Hub gene identification from selected gene modules using CytoScape plugin CytoHubba degree centrality algorithm and filtering to top 10 by degree.
(A): Hub gene signature for the MElightgreen module, shows key genes such as IL13, NTRK1, BDNF and IGF1R play a significant role in the pathophysiology of conventional EoE. (B): Hub gene signature for the MElightsteelblue1 module, shows important genes like STAT1, CXCL10, CXCL8 play major roles in the pathophysiology of lymphocytic esophagitis. (C) Hub gene signature for MEwhite module includes key genes such as CDK1, CCNB1, CENPA, RAD51 and CDC20 which are involved in cell proliferation epithelial turnover. This module shows positive correlation with conventional EoE and a negative correlation with EoE-like esophagitis.
Fig 6.
ML identification of key biomarkers in EoE and its variants.

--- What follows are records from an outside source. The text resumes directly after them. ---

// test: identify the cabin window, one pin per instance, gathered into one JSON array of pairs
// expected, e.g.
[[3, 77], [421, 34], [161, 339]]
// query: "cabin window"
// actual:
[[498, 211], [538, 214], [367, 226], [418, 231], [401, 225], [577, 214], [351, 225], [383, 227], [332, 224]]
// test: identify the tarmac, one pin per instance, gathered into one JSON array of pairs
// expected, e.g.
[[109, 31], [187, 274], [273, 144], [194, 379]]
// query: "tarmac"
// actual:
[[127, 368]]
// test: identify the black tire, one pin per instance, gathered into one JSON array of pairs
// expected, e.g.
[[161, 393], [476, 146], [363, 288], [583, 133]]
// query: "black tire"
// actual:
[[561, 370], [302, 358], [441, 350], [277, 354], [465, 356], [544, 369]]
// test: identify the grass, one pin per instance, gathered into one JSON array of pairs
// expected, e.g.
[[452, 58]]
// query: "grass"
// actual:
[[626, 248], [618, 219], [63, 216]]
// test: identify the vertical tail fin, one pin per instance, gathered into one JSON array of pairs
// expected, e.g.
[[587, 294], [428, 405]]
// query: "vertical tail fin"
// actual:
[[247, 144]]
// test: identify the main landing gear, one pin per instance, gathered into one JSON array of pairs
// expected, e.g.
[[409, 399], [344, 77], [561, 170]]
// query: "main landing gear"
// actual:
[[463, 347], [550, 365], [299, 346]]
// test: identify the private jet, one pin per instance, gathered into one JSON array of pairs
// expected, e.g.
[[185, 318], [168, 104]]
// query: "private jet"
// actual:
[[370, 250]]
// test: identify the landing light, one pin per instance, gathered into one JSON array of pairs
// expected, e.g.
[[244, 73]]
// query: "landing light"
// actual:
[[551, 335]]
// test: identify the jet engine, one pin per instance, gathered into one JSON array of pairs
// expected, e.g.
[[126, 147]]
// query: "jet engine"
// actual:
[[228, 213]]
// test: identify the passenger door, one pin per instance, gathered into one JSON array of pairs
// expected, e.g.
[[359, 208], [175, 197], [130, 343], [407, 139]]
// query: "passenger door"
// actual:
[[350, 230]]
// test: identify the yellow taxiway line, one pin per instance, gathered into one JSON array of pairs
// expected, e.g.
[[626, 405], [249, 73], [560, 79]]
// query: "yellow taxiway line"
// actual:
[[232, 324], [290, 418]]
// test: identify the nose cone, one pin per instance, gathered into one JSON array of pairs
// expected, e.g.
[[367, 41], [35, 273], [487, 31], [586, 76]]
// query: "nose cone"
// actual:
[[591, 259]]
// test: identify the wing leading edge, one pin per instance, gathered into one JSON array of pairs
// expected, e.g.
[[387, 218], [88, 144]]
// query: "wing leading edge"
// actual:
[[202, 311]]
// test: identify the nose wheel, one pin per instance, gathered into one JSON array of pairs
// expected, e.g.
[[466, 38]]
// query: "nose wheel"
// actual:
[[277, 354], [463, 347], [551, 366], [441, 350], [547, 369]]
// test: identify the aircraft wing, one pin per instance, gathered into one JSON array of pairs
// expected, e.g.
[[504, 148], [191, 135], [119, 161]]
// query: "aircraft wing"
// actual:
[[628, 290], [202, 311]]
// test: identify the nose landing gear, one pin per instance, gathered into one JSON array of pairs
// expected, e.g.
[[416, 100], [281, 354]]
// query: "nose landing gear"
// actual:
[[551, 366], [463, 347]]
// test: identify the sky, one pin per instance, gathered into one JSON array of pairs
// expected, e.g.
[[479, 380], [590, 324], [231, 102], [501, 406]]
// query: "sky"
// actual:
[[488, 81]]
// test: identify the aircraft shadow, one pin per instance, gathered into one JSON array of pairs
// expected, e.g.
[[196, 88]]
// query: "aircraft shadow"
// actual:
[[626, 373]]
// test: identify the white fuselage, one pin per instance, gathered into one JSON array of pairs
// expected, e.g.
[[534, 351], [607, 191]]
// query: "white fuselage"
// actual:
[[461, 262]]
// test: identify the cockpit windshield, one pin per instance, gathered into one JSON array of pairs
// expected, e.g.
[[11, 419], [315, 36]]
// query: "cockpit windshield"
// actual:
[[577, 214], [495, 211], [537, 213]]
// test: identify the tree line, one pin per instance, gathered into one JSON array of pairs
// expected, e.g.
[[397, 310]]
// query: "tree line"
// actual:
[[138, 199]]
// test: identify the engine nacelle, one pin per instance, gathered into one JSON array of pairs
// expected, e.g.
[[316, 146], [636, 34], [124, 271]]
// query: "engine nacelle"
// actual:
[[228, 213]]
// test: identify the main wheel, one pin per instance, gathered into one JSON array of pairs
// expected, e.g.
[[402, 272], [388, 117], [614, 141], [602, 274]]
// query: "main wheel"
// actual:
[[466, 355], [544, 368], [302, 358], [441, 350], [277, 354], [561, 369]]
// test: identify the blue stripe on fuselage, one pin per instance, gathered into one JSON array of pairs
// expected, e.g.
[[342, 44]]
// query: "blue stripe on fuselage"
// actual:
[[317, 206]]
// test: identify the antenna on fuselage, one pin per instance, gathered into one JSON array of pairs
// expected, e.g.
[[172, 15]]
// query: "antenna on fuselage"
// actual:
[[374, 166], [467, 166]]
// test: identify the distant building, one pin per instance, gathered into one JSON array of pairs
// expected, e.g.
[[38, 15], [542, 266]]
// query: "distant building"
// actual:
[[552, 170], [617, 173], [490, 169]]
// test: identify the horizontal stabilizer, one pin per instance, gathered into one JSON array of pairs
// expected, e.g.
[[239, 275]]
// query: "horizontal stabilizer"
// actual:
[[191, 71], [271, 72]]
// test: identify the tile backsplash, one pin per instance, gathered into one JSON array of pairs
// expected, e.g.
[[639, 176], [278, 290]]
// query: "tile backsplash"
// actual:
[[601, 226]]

(A) Principal Component Analysis (PCA) clustering of samples into 3 groups based on gene expression data. The first principal component (PC1) explains 88.43% of the variance, while the second principal component (PC2) accounts for 7.76%. (B-E): Machine learning-based identification of key biomarkers associated with conventional EoE (CE) and lymphocytic esophagitis (Lym) using Random Forest classification. Receiver Operating Characteristic (ROC) curves are shown for selected genes: (B) POSTN, (C) DNAH11, (D) NFE2, and (E) PRR15L. The Area Under the Receiver Operating Characteristic (AUROC) is 1.00 for CE, indicating perfect discrimination for this condition, and 0.00 for LYM, suggesting no discriminatory power for these genes in lymphocytic esophagitis. The dashed line represents random classification (AUROC = 0.5).
Fig 7.
Transcription factor activity in EoE and its variants.

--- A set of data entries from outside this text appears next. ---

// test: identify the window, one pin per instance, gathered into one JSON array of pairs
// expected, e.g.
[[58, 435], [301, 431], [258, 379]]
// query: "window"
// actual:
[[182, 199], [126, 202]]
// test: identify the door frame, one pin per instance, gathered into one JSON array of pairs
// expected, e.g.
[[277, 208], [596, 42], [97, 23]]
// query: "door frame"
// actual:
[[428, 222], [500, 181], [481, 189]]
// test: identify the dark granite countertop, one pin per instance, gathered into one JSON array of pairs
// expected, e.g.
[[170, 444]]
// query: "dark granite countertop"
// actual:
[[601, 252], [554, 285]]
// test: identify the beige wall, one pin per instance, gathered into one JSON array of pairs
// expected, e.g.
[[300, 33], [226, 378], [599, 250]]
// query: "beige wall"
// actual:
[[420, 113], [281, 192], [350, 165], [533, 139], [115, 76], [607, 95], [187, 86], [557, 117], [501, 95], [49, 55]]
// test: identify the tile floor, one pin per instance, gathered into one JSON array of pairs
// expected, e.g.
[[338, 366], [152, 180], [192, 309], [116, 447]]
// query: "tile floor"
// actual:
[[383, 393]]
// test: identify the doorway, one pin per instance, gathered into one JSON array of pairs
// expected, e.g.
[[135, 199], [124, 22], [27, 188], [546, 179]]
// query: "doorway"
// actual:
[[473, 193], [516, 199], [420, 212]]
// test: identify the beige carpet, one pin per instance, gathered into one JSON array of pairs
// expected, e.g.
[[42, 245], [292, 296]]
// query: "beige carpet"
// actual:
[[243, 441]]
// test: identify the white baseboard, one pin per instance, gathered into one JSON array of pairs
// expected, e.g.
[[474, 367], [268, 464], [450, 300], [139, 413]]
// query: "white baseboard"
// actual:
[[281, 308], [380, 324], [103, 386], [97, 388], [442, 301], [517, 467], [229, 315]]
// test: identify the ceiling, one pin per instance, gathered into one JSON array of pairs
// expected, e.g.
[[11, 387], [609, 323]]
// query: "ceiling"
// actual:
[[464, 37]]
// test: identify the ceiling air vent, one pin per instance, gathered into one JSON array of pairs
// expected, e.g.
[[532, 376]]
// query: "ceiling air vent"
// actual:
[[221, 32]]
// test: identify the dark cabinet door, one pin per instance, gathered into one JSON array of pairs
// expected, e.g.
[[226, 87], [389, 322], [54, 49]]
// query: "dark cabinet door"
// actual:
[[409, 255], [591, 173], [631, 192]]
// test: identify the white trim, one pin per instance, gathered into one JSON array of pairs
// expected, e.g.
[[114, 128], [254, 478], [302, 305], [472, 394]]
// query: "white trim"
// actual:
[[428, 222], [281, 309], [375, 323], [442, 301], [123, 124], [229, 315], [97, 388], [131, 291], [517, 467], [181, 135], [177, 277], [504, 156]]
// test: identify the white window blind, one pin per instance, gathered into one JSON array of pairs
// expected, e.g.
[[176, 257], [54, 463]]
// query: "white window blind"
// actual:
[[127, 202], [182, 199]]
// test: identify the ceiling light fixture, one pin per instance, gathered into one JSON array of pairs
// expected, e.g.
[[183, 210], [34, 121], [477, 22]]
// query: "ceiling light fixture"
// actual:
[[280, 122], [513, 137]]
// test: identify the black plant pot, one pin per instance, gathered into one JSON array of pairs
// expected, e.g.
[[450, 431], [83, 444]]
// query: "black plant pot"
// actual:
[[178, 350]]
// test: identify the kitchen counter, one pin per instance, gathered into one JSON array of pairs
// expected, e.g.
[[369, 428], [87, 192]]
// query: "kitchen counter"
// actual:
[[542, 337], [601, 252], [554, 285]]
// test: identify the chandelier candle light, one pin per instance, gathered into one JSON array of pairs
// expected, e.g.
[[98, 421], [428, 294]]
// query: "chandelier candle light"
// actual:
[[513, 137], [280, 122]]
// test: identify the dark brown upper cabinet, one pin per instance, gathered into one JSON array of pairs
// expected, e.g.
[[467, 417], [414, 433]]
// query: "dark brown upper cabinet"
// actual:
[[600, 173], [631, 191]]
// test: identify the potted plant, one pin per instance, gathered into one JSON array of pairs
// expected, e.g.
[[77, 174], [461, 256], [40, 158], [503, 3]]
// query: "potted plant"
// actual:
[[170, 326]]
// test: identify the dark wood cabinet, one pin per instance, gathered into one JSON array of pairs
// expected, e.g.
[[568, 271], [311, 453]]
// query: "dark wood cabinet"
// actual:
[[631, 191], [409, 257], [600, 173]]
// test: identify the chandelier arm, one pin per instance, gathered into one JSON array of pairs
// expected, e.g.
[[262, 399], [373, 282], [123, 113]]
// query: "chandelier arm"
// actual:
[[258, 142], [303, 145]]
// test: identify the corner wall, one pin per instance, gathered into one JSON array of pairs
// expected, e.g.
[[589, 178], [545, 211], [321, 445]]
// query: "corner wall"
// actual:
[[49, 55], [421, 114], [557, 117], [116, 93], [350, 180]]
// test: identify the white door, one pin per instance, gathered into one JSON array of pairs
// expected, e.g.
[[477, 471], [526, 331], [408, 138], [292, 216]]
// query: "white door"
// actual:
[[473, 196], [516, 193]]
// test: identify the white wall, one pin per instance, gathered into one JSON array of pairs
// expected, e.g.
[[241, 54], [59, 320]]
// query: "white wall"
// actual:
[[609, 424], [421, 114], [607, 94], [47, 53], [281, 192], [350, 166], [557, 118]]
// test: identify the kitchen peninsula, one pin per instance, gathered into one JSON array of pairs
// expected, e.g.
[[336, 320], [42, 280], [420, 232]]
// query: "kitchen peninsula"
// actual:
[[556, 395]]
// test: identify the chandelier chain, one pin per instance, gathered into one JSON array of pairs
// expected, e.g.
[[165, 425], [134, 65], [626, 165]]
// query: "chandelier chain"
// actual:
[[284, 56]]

Heatmap displaying transcription factor activity across samples. Rows represent individual samples grouped by condition, and columns represent transcription factors. Conditions are annotated on the left with color coding: red for conventional EoE (ce), blue for EoE-like esophagitis (el), green for lymphocytic esophagitis (ly), orange for nonspecific esophagitis (ns), and gray for healthy controls (normal). The color gradient in the heatmap reflects transcription factor activity levels, with red indicating higher activity and blue indicating lower activity. Clustering reveals distinct patterns of transcription factor activity associated with specific esophageal conditions. (B) Top 10 transcription factors by condition. The bar plots display the mean activity of the top 10 transcription factors across: conventional EoE (ce, red), EoE-like esophagitis (el, olive), lymphocytic esophagitis (ly, green), nonspecific esophagitis (ns, purple), and healthy controls (normal, blue). Each plot highlights transcription factors such as FOXA1, CREB1, and STAT3, which demonstrate variable activity across conditions.
Fig 8.
Expression of POSTN (A) and DNAH11 (B) across esophageal conditions.
Both genes exhibit significantly higher expression in conventional EoE (ce) compared to EoE-like (el), lymphocytic (ly), nonspecific esophagitis (ns), and healthy controls (normal). POSTN demonstrates markedly elevated levels, while DNAH11 shows more moderate expression differences across the conditions.